A child’s life is filled with constant change and revelation, which may be one of the reasons we frequently emphasize the importance of stability and structure in their lives. The same expectation of change can also normalize the challenges so many of us have faced in the pandemic. Depending on each person’s perspective, we may express more fear of viral contagion or from the stifling feeling of wearing a mask. Some have protested the principle of being directed to wear a mask when we no longer want to be told what to do. Disagreements like this also provide opportunities to model healthy, respectful discussion between adults.

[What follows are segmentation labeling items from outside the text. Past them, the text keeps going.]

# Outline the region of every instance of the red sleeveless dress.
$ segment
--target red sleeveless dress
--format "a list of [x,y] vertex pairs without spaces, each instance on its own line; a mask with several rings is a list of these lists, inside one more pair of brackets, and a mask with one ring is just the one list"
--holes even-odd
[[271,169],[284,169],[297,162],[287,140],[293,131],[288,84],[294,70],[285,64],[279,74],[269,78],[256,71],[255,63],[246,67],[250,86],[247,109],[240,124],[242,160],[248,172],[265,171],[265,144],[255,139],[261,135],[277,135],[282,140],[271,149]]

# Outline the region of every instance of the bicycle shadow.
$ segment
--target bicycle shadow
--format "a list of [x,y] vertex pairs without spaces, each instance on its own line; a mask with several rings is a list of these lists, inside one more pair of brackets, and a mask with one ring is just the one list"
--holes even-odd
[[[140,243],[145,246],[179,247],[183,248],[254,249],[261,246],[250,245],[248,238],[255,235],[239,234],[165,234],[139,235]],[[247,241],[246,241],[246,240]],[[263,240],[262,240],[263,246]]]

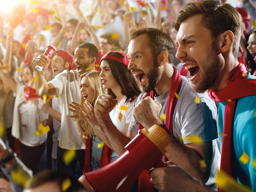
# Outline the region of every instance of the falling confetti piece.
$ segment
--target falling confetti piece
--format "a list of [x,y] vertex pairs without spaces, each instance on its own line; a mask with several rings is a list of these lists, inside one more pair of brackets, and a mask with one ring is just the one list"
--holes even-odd
[[245,164],[247,163],[249,161],[250,157],[247,154],[244,152],[243,154],[239,158],[239,160],[242,162],[242,163]]
[[177,99],[179,99],[180,98],[180,96],[179,96],[179,95],[178,94],[178,93],[176,92],[174,92],[174,95],[175,95],[175,96]]
[[218,133],[221,136],[228,136],[228,135],[226,134],[225,133]]
[[22,69],[20,67],[18,67],[18,70],[19,70],[19,71],[21,71],[21,72],[23,72],[23,69]]
[[204,160],[201,160],[199,161],[199,163],[200,163],[200,165],[201,166],[201,167],[206,167],[206,164],[205,164],[205,162],[204,161]]
[[133,12],[136,9],[137,9],[135,7],[131,7],[130,8],[130,11],[131,12]]
[[118,33],[113,33],[111,35],[111,38],[116,40],[119,38],[120,36]]
[[164,113],[162,113],[161,115],[161,116],[159,117],[159,120],[161,121],[163,121],[165,119],[165,118],[166,118],[165,114]]
[[90,66],[85,69],[85,71],[88,71],[92,69],[92,67]]
[[124,110],[124,111],[128,110],[128,107],[125,105],[121,105],[120,106],[120,108],[119,109],[120,110]]
[[121,113],[121,112],[119,112],[119,115],[118,116],[118,119],[120,121],[121,121],[123,118],[123,114]]
[[74,150],[68,150],[65,152],[63,155],[63,161],[66,165],[69,164],[76,157],[76,151]]
[[44,104],[45,104],[46,103],[46,101],[47,100],[47,96],[46,95],[44,95]]
[[189,141],[192,143],[202,143],[203,142],[200,137],[197,135],[182,137],[182,138],[183,140]]
[[104,145],[104,143],[98,143],[98,148],[101,148],[103,147],[103,145]]
[[195,100],[195,102],[196,103],[198,103],[199,102],[199,101],[200,100],[200,97],[197,97]]
[[50,10],[48,11],[47,13],[48,15],[53,15],[53,14],[56,14],[56,11],[55,10]]
[[39,136],[41,135],[44,134],[50,131],[50,128],[48,125],[44,126],[41,124],[39,124],[38,131],[36,132],[36,135]]
[[70,185],[71,185],[71,181],[70,180],[67,178],[62,183],[62,191],[66,191]]
[[0,66],[0,70],[8,70],[11,68],[11,67],[9,65],[4,65],[4,66]]
[[227,192],[252,192],[247,187],[238,184],[236,180],[219,170],[217,171],[215,183],[220,188]]

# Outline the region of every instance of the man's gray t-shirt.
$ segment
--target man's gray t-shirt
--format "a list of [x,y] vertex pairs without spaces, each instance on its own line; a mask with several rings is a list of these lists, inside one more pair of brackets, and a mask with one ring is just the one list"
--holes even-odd
[[[207,93],[196,93],[188,79],[181,77],[181,84],[178,93],[179,97],[174,108],[172,118],[173,135],[184,144],[194,142],[189,140],[189,138],[194,135],[200,137],[203,142],[212,140],[212,168],[209,179],[205,184],[208,186],[212,186],[215,183],[218,163],[220,159],[220,154],[215,139],[218,138],[216,106]],[[169,93],[170,90],[161,95],[155,97],[155,100],[162,106],[160,115],[166,113]],[[134,102],[134,106],[144,98],[146,94],[142,93],[139,96]],[[197,97],[199,97],[200,99],[198,103],[196,103],[195,99]],[[165,120],[164,122],[165,123]],[[139,123],[133,113],[128,130],[138,132],[138,126]]]

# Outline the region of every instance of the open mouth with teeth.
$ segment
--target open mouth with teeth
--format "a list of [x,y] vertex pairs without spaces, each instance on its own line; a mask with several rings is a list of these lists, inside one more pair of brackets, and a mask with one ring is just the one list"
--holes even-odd
[[189,78],[193,78],[199,71],[199,68],[195,65],[188,65],[185,67],[185,68],[189,72]]

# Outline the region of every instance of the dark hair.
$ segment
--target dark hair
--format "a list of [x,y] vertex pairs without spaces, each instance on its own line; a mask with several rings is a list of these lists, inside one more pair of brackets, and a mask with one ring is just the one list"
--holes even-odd
[[214,0],[207,0],[188,4],[175,19],[174,27],[179,30],[181,23],[188,18],[201,14],[203,26],[211,31],[216,38],[227,30],[234,34],[233,54],[237,57],[242,33],[242,17],[236,9],[228,4],[222,4]]
[[75,19],[70,19],[67,22],[67,23],[70,23],[73,25],[76,26],[78,23],[78,20]]
[[173,44],[170,36],[161,30],[154,28],[147,28],[140,29],[133,33],[130,40],[135,39],[143,34],[148,37],[148,46],[156,57],[164,51],[168,53],[168,62],[171,63],[173,61]]
[[[87,48],[88,49],[88,52],[87,54],[89,57],[95,57],[96,58],[95,61],[97,61],[99,56],[99,52],[96,46],[93,44],[90,43],[85,42],[81,43],[78,46],[77,48]],[[96,61],[95,61],[95,62]]]
[[[255,28],[253,30],[250,31],[245,35],[244,40],[244,44],[245,49],[244,65],[246,67],[246,68],[248,68],[247,70],[249,72],[252,74],[256,68],[256,63],[253,60],[253,57],[252,55],[250,53],[249,50],[247,49],[247,47],[249,45],[248,40],[249,40],[249,37],[252,33],[256,34],[256,29]],[[249,70],[250,68],[251,69],[251,70]]]
[[[122,55],[117,52],[110,52],[108,55],[123,59]],[[109,59],[103,59],[102,60],[106,61],[109,66],[113,76],[121,87],[122,94],[127,97],[125,102],[133,101],[140,93],[140,90],[131,71],[126,65],[118,61]],[[114,99],[116,98],[111,89],[108,89],[108,93]]]
[[26,185],[26,188],[33,188],[39,187],[47,182],[56,182],[61,191],[63,191],[62,186],[65,181],[69,180],[70,185],[66,192],[85,191],[85,189],[74,177],[61,170],[44,170],[36,174]]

This brings us back to our discussion of children, they are used to being told what to do which makes it normal for them to follow our lead and even repeat the things we say. If our children complain about having to wear masks in school, it is appropriate and helpful to empathize with them and normalize their feelings by saying things like, “I don’t like the masks either, I’m eager for things to get back to normal too.” It is also important to encourage them with acceptance of things beyond their control by saying things like, “but if the school requires it or there is a chance it helps us not to get sick then let’s get a mask you like or feels comfortable.” A combined approach of empathizing with the child’s concern while prompting acceptance and adaptation can lead to solutions rather than being stuck in feelings of displeasure. We can offer hope to our children by urging trust in the heroic efforts of the teachers and educators who have worked to adapt to this unprecedented challenge. My guess is that most children will accept change much sooner than the adults around them.